Fletcher and I are finally ready to ride together again. I got up super early today to double check the route we are taking and to clean up the bathroom and living room of Bailey's house. I made a little breakfast and then made sure Fletch was up. We got out bikes packed up in about an hour, finished cleaning, and double checked the house to make sure we didn't forget anything. Then we were off.
First stop, the grocery store. I keep forgetting to buy oatmeal for breakfasts. And it is making me really upset. I love oatmeal in the mornings, yet I forgot to get it again. So dang. I managed to get the raisins to put IN the oatmeal. Just didn't get the oatmeal. If you look at the word oatmeal closely like I am doing right now, it is a weird looking word. Oat and Meal. That is kind of funny. Oatmeal. hmmm.
We got on the road. The hardest part of yesterday was getting through Denver. It is a pretty wide city. The bike path's are actually just lesser trafficked roads, so we had to navigate our way across the city through back roads. We have a map of Denver's bike routes, so it wasn't terribly hard, but we had to stop every 10 blocks to double check if we were going to hit a dead end road or not. That was pretty funny. We met this biker named Jon, and he took us on this one route the entire second half of the city, all the way out to highway 36, the road we needed. He was super nice. He rode way out of his way to help us out.
We rode for a little over an hour and then stopped for lunch at a diner. They had a pretty good chicken fried steak. Not the best of the trip so far, but top three for sure. As we were leaving the city/diner, we passed some area where they train jet fighters. There were two jets doing formations, crazy barrel rolls and flips and tricks a hundred feet off the ground. Nuts. We stopped and watched them do that for a little while. It was crazy.

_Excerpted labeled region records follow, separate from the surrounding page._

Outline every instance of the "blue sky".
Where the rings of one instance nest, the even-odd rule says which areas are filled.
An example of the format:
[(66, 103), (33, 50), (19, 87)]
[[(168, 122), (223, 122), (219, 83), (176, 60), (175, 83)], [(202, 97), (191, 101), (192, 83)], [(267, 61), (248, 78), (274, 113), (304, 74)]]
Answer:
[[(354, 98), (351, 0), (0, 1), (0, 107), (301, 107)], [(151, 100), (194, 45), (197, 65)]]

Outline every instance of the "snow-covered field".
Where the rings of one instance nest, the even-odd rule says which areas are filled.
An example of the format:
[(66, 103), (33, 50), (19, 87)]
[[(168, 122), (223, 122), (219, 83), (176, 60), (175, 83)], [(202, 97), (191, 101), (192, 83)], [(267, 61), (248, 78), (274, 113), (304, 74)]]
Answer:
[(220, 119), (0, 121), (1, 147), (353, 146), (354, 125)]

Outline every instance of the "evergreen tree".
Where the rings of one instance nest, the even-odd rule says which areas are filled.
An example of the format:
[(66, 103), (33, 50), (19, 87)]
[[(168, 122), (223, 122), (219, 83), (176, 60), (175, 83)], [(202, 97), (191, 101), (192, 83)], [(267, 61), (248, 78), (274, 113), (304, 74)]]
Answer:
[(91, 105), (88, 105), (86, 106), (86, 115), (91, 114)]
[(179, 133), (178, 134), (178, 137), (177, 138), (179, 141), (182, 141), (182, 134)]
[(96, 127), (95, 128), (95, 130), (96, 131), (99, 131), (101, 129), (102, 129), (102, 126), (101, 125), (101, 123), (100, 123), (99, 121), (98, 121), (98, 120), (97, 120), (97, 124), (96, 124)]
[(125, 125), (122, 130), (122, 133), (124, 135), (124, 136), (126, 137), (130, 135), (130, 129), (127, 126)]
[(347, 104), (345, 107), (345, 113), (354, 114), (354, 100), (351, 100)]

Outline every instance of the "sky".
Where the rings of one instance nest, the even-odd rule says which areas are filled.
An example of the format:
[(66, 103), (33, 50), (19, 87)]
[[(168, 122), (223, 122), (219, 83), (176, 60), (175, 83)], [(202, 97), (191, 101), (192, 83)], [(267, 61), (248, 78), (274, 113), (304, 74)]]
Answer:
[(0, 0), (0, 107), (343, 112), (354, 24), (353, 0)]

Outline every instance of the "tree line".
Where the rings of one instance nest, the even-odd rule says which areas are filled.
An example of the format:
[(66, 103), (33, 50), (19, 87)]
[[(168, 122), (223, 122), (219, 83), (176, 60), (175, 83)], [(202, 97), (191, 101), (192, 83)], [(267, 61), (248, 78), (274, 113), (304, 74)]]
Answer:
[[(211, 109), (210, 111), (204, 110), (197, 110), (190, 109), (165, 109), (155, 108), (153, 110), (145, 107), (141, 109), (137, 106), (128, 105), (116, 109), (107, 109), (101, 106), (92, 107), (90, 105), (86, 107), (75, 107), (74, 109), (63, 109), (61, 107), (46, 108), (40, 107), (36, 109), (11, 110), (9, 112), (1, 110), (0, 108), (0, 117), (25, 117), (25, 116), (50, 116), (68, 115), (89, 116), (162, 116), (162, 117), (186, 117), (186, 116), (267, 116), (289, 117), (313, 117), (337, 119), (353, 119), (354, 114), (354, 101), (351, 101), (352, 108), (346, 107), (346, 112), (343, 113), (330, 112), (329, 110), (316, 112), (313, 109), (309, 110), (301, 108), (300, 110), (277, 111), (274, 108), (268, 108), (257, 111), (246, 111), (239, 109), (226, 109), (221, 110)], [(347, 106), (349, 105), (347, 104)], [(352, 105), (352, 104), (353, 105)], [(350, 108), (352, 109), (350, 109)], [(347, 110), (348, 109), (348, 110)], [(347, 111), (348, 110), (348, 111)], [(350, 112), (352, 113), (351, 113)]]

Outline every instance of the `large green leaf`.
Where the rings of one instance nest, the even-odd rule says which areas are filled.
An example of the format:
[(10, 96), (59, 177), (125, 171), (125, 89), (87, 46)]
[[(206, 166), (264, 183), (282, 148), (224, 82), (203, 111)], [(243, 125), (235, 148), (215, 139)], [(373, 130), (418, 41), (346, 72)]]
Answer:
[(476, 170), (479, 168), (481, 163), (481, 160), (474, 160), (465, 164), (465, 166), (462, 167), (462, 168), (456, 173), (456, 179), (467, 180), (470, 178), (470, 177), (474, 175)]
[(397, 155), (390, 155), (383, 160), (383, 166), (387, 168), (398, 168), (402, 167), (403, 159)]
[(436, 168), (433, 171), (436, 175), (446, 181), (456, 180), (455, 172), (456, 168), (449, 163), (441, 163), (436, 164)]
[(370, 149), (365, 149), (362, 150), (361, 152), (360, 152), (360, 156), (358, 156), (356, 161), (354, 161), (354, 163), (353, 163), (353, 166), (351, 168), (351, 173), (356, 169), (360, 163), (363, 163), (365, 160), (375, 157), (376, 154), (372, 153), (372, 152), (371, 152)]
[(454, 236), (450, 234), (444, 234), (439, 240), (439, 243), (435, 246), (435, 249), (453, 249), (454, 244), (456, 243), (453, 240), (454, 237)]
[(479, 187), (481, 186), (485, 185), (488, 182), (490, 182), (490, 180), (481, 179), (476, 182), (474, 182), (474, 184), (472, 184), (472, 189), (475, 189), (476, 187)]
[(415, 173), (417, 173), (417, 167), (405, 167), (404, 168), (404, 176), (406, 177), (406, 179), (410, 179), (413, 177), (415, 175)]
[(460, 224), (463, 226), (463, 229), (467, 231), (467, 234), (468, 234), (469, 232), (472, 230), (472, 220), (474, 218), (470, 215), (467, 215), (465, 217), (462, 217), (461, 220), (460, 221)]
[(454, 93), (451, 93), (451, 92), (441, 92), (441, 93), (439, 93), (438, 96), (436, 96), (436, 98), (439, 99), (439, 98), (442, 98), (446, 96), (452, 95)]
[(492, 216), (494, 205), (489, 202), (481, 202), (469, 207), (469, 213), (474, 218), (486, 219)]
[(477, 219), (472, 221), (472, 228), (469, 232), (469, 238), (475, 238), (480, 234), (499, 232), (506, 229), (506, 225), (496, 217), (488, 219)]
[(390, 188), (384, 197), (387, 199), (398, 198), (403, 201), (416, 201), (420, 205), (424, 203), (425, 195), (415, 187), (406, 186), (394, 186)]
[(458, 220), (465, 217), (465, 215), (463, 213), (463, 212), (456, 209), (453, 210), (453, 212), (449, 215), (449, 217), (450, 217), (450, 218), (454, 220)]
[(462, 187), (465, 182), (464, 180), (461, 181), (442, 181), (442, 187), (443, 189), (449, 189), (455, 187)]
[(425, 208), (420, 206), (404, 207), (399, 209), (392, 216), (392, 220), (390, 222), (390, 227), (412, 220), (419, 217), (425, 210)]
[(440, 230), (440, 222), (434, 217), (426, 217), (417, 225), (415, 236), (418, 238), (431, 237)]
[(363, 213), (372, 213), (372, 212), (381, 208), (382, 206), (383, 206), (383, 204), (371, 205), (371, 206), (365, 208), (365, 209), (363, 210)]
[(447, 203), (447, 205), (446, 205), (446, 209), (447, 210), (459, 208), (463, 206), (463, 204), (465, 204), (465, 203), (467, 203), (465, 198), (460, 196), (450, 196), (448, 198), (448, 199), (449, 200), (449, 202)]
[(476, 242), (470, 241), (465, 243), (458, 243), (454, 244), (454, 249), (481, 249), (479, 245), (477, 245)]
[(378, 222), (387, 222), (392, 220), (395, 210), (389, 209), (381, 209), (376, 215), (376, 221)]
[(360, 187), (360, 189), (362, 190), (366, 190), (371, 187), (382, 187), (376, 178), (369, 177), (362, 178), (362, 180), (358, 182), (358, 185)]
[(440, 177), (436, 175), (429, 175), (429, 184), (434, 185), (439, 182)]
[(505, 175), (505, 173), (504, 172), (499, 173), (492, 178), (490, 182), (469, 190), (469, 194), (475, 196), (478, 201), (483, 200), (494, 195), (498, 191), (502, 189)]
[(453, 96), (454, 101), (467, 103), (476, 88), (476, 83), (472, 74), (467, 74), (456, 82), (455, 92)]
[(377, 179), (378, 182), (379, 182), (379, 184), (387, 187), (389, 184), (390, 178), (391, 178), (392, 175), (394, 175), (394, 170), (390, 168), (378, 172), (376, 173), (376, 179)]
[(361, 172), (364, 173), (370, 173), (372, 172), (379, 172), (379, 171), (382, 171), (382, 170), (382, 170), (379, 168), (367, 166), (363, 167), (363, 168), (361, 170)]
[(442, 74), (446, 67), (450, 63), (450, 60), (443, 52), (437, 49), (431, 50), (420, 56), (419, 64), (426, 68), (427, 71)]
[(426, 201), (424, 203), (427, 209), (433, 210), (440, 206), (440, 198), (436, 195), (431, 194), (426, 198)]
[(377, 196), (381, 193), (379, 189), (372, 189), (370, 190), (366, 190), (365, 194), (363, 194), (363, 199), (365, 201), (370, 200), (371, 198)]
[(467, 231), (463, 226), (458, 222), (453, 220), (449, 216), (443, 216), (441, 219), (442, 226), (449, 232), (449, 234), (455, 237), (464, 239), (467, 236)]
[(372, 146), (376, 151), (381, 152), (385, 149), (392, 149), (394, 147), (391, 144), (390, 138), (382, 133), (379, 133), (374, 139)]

Highway 36 is pretty boring. If you look it up on a your handy dandy google maps app, you can tell that it is a straight line from Denver to where ever, for hundreds of miles. And that is the road we are on for a good ways. True to the map, it is certainty in a straight line, and it doesn't deviate much. That kind of stinks. The shoulder is huge and smooth though. In that aspect, I think it is the nicest thing I have ridden on besides the bike path in Jackson, WY.
With it being so flat, with no trees, we slept in a ditch tonight. I don't know what kind of animal digs multiple 1.5 foot wide holes in the ground in multiple locations, but I really hope I don't find out tonight when I sleep under the stars. We are hoping to be in Kansas tomorrow. That is about a hundred mile day. It is going to be good. I can't wait to get home in a couple weeks to the 100 degrees with 100% humidity. Wait, I could definitely wait for the second half of that statement.
It is good to have Fletcher back on the ride. We had pillow talk for a good hour and a half last night. It will be nice having real talk on a regular basis again. Not that I wasn't happy before, it was just different, a good kind of different. We listened to music and saw a gnarly sunset before bed. It looked like an inferno.
I am sitting next to some cactus as I write this. Pointy.